I have been working with the PGI 6.0 compilers for about a month now whilst porting some in house simulation codes. We are finding that the performance scaling with PGI OpenMP running on Dual and Quad opteron systems is pretty poor.

We have three simulation codes which were all developed on large SMP boxes (mostly SGI) where they all scale pretty much linearly up to between 8 and 32 processors. However, when we build and run on the opterons we are only getting a speedup of 1.2-1.3 on dual processor systems and 2.1-2.3 on quad boxes.

Am I missing some optimisation options here ? There may be an issue with memory locality which could be either a kernel problem or internal to the complier.
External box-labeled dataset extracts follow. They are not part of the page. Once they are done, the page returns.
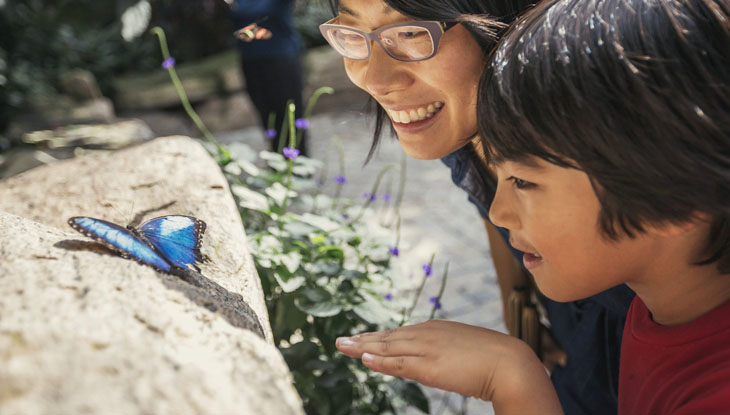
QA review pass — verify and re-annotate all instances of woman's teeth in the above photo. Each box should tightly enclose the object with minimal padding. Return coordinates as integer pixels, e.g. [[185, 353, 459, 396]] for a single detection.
[[386, 101, 444, 124]]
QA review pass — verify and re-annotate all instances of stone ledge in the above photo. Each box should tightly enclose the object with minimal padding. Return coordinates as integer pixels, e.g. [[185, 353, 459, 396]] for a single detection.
[[0, 137, 302, 414]]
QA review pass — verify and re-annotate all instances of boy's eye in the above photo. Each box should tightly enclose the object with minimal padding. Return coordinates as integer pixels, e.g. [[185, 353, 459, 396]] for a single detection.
[[507, 176, 535, 189]]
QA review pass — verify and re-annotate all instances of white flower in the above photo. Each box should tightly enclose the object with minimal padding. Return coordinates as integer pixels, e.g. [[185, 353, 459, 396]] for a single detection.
[[122, 0, 152, 42]]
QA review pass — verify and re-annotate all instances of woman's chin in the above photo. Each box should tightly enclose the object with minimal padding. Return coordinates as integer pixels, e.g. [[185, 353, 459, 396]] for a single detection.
[[399, 138, 456, 160]]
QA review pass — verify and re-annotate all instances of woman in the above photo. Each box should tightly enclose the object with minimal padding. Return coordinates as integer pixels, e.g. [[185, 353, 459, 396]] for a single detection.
[[321, 0, 633, 414]]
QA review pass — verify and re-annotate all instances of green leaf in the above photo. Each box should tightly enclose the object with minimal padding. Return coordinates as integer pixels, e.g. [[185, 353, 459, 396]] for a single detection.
[[284, 221, 314, 239], [273, 267, 307, 293], [294, 287, 342, 317], [264, 182, 297, 206], [278, 251, 302, 274], [352, 293, 399, 325], [312, 259, 342, 277], [281, 340, 319, 370], [294, 213, 340, 232], [309, 233, 327, 245], [317, 245, 345, 260]]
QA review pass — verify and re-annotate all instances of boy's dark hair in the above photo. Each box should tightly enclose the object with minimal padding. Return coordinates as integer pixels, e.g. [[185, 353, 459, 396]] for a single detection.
[[329, 0, 537, 163], [477, 0, 730, 273]]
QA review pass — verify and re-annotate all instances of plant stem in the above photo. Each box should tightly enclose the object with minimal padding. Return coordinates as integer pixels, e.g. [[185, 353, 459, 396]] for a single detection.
[[279, 101, 297, 218], [428, 262, 449, 320], [400, 253, 436, 326], [150, 26, 222, 152], [297, 86, 335, 141]]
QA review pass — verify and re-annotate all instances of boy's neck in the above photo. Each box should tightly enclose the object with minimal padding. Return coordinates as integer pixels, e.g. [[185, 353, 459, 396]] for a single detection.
[[627, 249, 730, 326]]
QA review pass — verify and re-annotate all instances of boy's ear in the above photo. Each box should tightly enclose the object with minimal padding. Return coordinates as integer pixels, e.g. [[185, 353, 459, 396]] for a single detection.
[[645, 212, 712, 238]]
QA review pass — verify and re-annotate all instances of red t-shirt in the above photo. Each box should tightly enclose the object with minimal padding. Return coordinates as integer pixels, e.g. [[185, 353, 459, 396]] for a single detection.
[[618, 296, 730, 415]]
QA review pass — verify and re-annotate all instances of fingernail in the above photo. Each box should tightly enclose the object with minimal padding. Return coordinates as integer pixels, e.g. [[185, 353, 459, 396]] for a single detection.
[[336, 337, 355, 347]]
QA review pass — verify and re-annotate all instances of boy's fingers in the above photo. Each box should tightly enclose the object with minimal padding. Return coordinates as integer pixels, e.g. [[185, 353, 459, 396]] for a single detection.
[[362, 353, 420, 379], [336, 338, 423, 357]]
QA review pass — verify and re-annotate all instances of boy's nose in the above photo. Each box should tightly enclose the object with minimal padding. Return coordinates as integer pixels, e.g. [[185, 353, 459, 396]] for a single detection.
[[489, 185, 520, 231]]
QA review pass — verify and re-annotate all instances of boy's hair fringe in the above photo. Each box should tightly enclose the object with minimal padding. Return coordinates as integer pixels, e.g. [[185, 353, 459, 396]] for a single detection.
[[477, 0, 730, 273]]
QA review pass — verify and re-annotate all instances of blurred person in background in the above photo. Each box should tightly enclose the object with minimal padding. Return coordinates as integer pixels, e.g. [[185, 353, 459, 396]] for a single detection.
[[229, 0, 307, 155]]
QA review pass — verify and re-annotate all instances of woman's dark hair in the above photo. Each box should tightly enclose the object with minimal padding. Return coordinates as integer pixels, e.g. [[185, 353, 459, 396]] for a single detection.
[[329, 0, 536, 163], [477, 0, 730, 273]]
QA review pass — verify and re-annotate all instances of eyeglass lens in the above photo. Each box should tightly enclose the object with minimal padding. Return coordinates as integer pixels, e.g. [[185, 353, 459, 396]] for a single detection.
[[327, 26, 434, 61]]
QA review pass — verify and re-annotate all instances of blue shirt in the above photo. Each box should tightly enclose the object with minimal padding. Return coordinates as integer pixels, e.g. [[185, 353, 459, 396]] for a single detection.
[[441, 145, 635, 415], [225, 0, 301, 62]]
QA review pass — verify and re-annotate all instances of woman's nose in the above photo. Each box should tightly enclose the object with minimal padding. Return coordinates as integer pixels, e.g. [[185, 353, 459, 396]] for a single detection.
[[364, 42, 413, 97], [489, 181, 520, 231]]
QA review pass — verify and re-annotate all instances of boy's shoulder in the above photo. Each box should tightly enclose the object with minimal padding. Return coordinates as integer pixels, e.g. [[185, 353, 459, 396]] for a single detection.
[[619, 297, 730, 414]]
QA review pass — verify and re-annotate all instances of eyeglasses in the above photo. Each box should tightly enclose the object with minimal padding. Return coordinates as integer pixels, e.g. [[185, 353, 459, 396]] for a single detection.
[[319, 17, 457, 62]]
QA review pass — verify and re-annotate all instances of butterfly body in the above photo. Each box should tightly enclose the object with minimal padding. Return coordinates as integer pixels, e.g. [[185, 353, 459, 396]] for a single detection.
[[233, 23, 271, 43], [68, 215, 206, 273]]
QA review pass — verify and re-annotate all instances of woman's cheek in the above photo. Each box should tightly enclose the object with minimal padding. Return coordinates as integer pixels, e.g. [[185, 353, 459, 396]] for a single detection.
[[344, 59, 367, 92]]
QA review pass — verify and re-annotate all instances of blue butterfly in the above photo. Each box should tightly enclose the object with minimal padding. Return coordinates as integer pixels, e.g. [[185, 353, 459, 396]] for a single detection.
[[68, 215, 206, 273]]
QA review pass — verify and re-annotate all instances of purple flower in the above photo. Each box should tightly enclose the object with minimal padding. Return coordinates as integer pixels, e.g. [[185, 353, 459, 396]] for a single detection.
[[162, 56, 175, 69], [294, 118, 309, 130], [421, 264, 433, 277], [284, 147, 299, 160]]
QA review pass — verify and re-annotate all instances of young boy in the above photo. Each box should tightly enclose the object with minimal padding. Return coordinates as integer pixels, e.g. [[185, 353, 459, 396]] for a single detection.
[[337, 0, 730, 414]]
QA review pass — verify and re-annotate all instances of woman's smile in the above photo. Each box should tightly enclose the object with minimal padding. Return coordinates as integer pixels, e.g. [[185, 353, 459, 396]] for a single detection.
[[337, 0, 484, 160]]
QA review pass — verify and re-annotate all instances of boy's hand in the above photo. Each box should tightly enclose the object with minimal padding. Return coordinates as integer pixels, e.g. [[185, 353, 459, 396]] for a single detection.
[[336, 320, 562, 413]]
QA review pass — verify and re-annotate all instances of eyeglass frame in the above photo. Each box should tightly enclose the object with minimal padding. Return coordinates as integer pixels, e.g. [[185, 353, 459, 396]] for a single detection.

It appears that the codes are bottlenecking on memory transfers.

I’m tempted to think that this is a compiler/openmp implementation problem since we are finding pretty much the same thing with f77,f90, C and C++ but code like HPL Linpack scales pretty well when using MPI to handle the thread creation.

Any one had similar issues with their own code ?

Hi Cannonfodda,

It could be the compiler but most likely has to do where the OS is placing data. If you don’t already, try initializing your data in parallel. The memory is allocated based upon where it was first touched so initializing data in parallel helps distribute your data to the node where it will most likely be processed.

If available on your system, numactl will give you better control on how the processes are scheduled and where the memory is placed. We’ve found that for some memory bound programs using the interleave memory policy (“numactl --interleave=all”) can help quite a bit. Please refer to the numactl man page for more information.

With the 6.0-1 release, we changed our default openMP loop iteration scheduling to align iterations with array references. This change seemed to help many openMP codes. Unfortunately after we released 6.0-1 we found that it serverly hurt performance with several other codes. With 6.0-2 we reverted the default back to static scheduling and placed alternate “align” scheduling under the flag “-mp=align”. If you have release 6.0-1, try downloading and installing the most recent patch release (currently 6.0-4). If you have 6.0-2 or higher, try using the flag “-mp=align”.

With the upcoming 6.0-5 release, we have addressed an inefficiency in our implimentation of THREADPRIVATE. If you use THREADPRIVATE extensively, then please try this new version of the compilers once available.

Hope this helps,

HI Mat,

Thanks for the help.

I’ve tried to mess around with various numactl parameters and none of it seems to make a blind bit of difference. We are already using 6.0.4 and I do use threadprivate quite extensively which may explain why some of our simpler fortran codes scale much better.

I’ve been diggin around a bit more and got into some of the numa module source/docs and I think you are correct in saying that it’s a problem with where the kernel is physically allocating the memory. Unfortunately, there doesn’t seem to be a an easy solution :(. The code was developed on large CC-numa SGI machines where a combination of hardware and the kernel take care of migrating memory with the processes. I suppose I have just got lazy ;).

I’ll try what you suggest and allocate the memory in a parallel section of code. The combination of C++ constructors, memory allocation and OpenMP should make life interesting.